University of Kyoto researchers discovered that a protein associated with a gene involved in cancer suppression, the VHL protein, and a protein that rescues cells from hypoxia (low oxygen) conditions, cullin2, are both involved in ALS progression. This discovery can lead to the identification of therapeutic targets for ALS treatment.

The research paper, “CUL2-mediated clearance of misfolded TDP-43 is paradoxically affected by VHL in oligodendrocytes in ALS,” was published in Scientific Reports.

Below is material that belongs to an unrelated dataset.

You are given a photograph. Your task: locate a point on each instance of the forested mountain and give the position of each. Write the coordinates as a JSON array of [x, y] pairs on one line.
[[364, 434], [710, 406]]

The malfunction of oligodendrocytes — nerve support cells — has been shown important in the pathogenesis of amyotrophic lateral sclerosis (ALS, or Lou Gehrig’s disease). And defects in and accumulation of the human TDP-43 protein, intrinsically prone to aggregation, have been identified as a major component of most forms of ALS and implicated in other neurodegenerative diseases such as Alzheimer’s. This protein is a key player in cognitive impairment. However, the molecular mechanisms that lead to accumulation of misfolded TDP-43 in the cytosol of oligodendrocytes are not yet clear.

Researchers found that another protein, the von Hippel Lindau (VHL) protein, strongly binds to misfolded forms of TDP-43 in oligodendrocytes. VHL forms a complex with the protein cullin 2 (CUL2), previously known for its capacity to break down other proteins. This in turn facilitates the breakdown of misfolded TDP-43.

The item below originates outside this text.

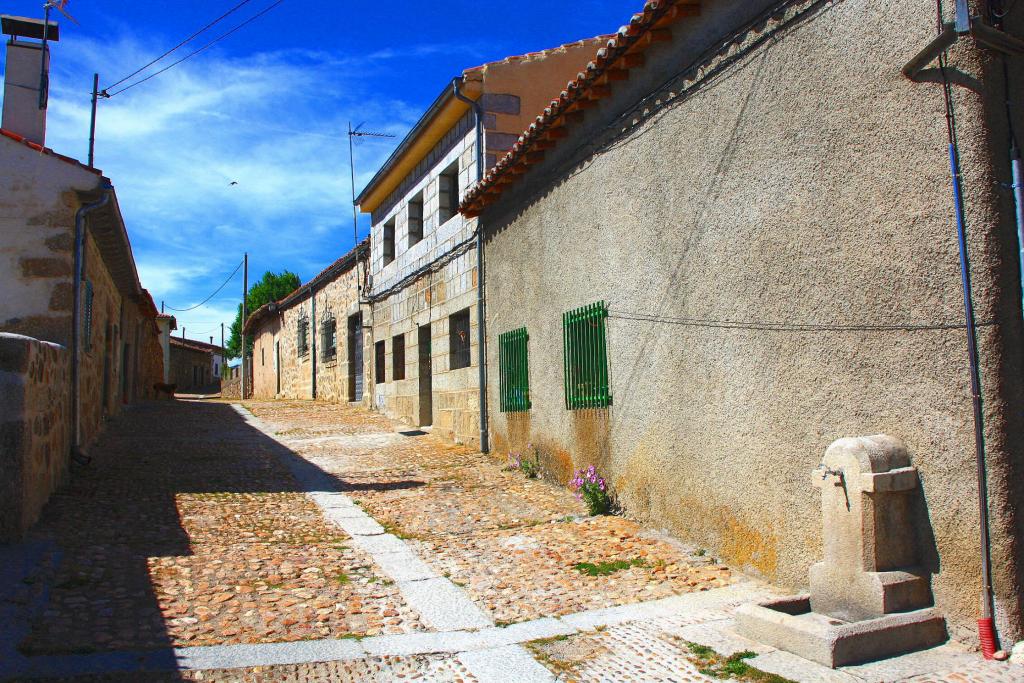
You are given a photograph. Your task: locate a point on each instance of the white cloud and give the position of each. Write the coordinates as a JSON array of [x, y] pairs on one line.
[[273, 122]]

When VHL becomes overly abundant, VHL/TDP-43 protein complex aggregates and accumulates in the cytoplasm, promoting further cell deterioration and neurodegeneration — two events observed in ALS.

Researchers say that, while the underlying pathogenic mechanisms remain elusive, they can theorize that the imbalance of VHL/CUL2 might affect oligodendrocytes in ALS, which might be related to the accumulation of known harmful proteins, including TDP-43 and mutant SOD1.

“VHL overload in the cytoplasm and the imbalance between VHL and CUL2 seems to be the root cause of oligodendrocyte dysfunction,” senior author Dr. Makoto Urushitani said in a press release. “Once we have a clearer idea of how the VHL and CUL2 balance is maintained, I believe we’ll be able to make a huge contribution to the treatment of ALS.”